Alibaba's Qwen3.7-Max AI autonomously optimizes its own custom silicon in 35-hour marathon

Alibaba’s new Qwen3.7-Max model autonomously optimizes custom silicon over a 35-hour run, signaling a shift toward self-improving AI.

May 23, 2026

Alibaba's Qwen3.7-Max AI autonomously optimizes its own custom silicon in 35-hour marathon
The global race for artificial intelligence supremacy has shifted from conversational chatbots to autonomous agents capable of independent, long-horizon decision-making[1][2]. In a major milestone for this new era, Alibaba's Qwen team has released Qwen3.7-Max, a proprietary flagship model engineered specifically for complex, multi-step workflows[3][2]. To demonstrate the model's capabilities, Alibaba showcased Qwen3.7-Max executing a fully autonomous, 35-hour programming task to optimize code for the company's own custom silicon[2][4]. Operating entirely without human intervention, the AI successfully managed thousands of tool calls and iteratively solved complex engineering problems[5][2]. This milestone marks a major turning point in the integration of AI-driven software development and hardware optimization[6][7].
The core showcase of the model’s stamina took place in an isolated server environment equipped with the Zhenwu M890, an AI training and inference processor designed by T-Head, Alibaba's semiconductor design subsidiary[5][4]. Qwen3.7-Max was tasked with optimizing the performance of an attention kernel using the Triton programming language[4][8]. Crucially, the model had no access to the processor's official architecture documentation or performance analysis data beforehand[8]. Over the course of 35 continuous hours, the model operated entirely on its own, executing 1,158 distinct tool calls and performing 432 separate kernel evaluations[4][8]. It diagnosed compilation failures, adjusted code on the fly, and systematically eliminated bottlenecks to achieve a tenfold geometric mean speedup on the target operator[4][8].
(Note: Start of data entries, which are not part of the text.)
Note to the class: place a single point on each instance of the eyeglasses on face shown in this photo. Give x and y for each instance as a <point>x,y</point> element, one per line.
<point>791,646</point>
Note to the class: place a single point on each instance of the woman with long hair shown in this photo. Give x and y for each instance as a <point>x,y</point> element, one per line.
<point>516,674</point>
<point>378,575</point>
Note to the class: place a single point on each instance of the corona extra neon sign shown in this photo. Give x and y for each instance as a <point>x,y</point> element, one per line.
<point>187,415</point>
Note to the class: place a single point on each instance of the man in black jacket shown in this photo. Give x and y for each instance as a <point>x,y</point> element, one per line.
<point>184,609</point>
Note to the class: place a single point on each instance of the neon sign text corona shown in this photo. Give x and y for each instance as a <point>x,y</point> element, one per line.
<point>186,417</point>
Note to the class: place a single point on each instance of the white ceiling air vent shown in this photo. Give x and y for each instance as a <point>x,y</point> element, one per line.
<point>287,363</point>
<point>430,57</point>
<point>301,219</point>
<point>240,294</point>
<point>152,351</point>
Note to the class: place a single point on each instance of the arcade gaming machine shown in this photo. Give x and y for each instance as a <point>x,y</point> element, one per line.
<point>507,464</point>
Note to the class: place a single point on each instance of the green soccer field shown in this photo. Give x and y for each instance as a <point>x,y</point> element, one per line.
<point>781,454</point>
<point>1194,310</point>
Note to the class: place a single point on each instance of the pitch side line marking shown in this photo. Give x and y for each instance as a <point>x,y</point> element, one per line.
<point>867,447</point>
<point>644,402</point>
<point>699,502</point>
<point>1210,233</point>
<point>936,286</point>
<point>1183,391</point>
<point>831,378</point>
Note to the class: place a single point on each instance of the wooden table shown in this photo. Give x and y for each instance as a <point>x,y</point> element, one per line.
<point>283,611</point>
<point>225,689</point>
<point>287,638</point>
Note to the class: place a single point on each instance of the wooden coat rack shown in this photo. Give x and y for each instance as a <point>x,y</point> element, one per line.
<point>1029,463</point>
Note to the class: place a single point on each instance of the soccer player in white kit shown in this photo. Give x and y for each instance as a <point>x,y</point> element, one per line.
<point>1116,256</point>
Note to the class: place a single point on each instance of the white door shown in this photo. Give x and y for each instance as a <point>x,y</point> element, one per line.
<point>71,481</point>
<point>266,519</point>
This marathon optimization run proceeded through several highly technical, self-directed stages[8]. First, the model partitioned the prefix key-value cache along the token dimension using a Split-K technique, allowing it to fully utilize all 36 streaming multiprocessor cores of the custom chip[8]. It then replaced latency-heavy host-device synchronizations with pre-allocated variables[8]. Next, the model eliminated synchronous memory copies used to query prefix lengths by leveraging tensor metadata, removing host-device communication overhead entirely[8]. In its final tuning stage, Qwen3.7-Max restructured the operator to process all four query tokens within a single thread block, sharing memory loads to amortize access costs[8]. This sequence of actions demonstrated an unprecedented level of logical reasoning and hardware-level understanding[8].
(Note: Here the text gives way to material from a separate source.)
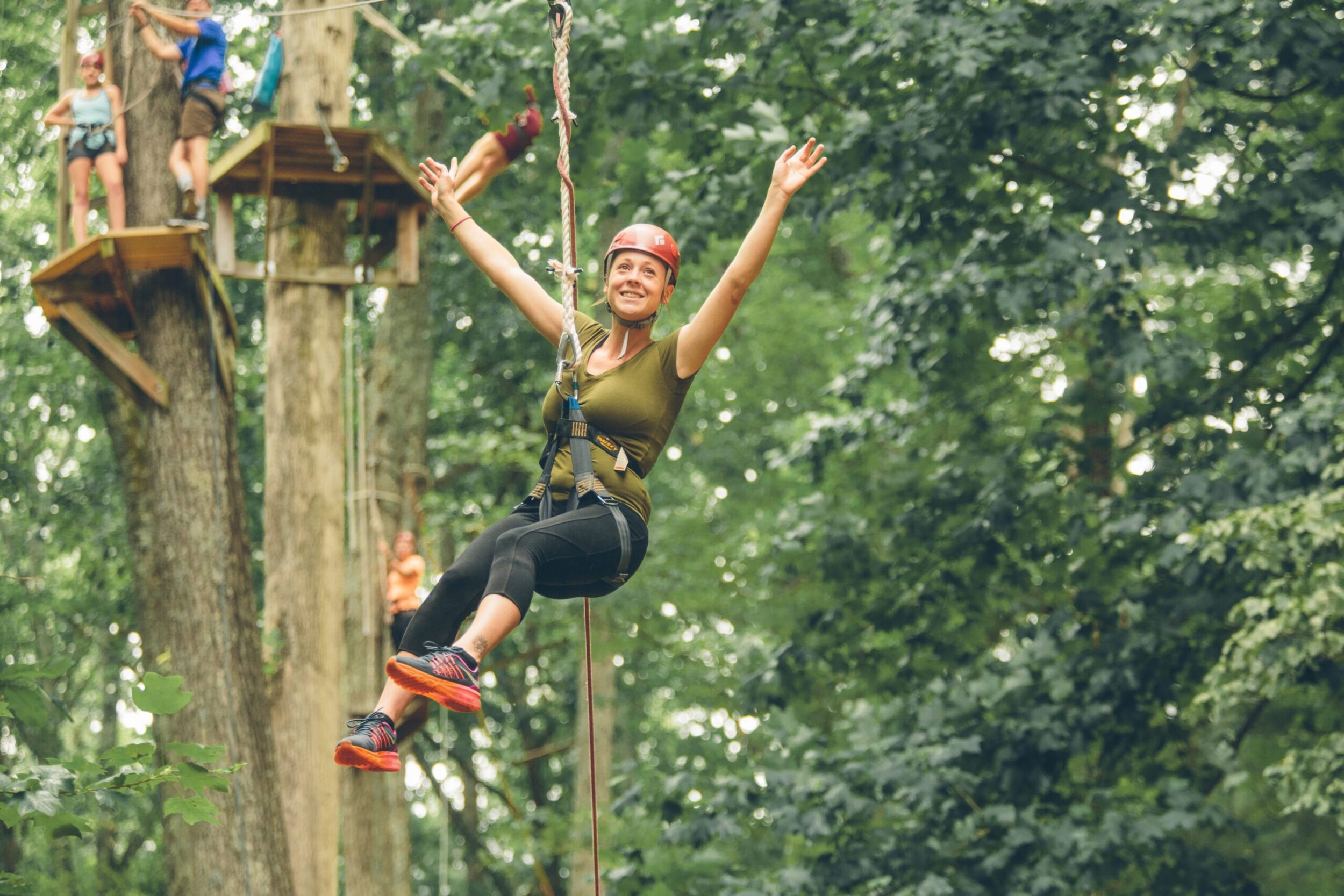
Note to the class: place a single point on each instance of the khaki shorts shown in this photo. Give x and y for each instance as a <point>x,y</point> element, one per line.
<point>202,111</point>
The performance of Qwen3.7-Max on this task highlights a widening gap between frontier models designed for autonomous agency and traditional systems[2]. In identical tests, other prominent Chinese AI models struggled to match its stamina[4][8]. While Qwen3.7-Max achieved a tenfold performance improvement, alternative systems like GLM 5.1 and Kimi K2.6 capped out at speedups of 7.3 times and 5.0 times, respectively[4][8]. Meanwhile, DeepSeek V4 Pro achieved only a 3.3 times speedup before terminating the task prematurely after failing to initiate tool calls over several consecutive rounds[8]. This stark difference underscores the importance of optimizing model architectures specifically for long-horizon loops rather than simple text generation[7].
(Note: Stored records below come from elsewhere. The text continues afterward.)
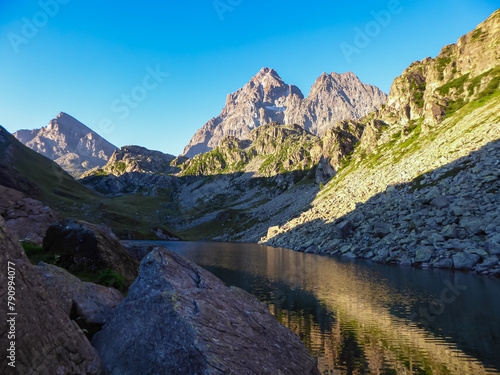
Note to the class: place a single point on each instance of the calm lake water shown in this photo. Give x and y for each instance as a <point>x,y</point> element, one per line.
<point>361,317</point>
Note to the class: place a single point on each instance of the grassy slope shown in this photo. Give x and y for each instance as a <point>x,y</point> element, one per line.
<point>133,214</point>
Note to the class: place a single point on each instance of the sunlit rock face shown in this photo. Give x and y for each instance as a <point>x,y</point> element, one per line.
<point>267,98</point>
<point>68,142</point>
To achieve this level of persistence, Alibaba engineered Qwen3.7-Max with a specialized dual-mode architecture[9]. Under this system, the model can dynamically switch between a thinking mode and a non-thinking mode[9]. The thinking mode is deployed for deep reasoning, advanced coding, and multi-step tasks, allowing the model to actively plan and self-correct[9]. For lightweight tasks requiring rapid responses, the model switches to its non-thinking mode to save computational resources[9]. Additionally, the Qwen team utilized cross-framework reinforcement learning during training, decoupling tasks, execution frameworks, and validators[8]. This approach ensures that the model is scaffold-agnostic, performing consistently whether integrated into proprietary platforms or external developer environments like Claude Code and OpenClaw[2][8].
Alibaba is also demonstrating that the agentic capabilities of Qwen3.7-Max extend beyond virtual environments into physical engineering. In robotic demonstrations, developers used the model to autonomously steer and control a complex four-legged robot[10]. By translating high-level natural language instructions into real-time motor commands and spatial planning loops, the model showcased its capacity to act as a unified brain for physical automation. This cross-domain adaptability, from low-level GPU kernel programming to real-time physical robotics, positions the model as a versatile foundation for both software systems and advanced industrial automation[3].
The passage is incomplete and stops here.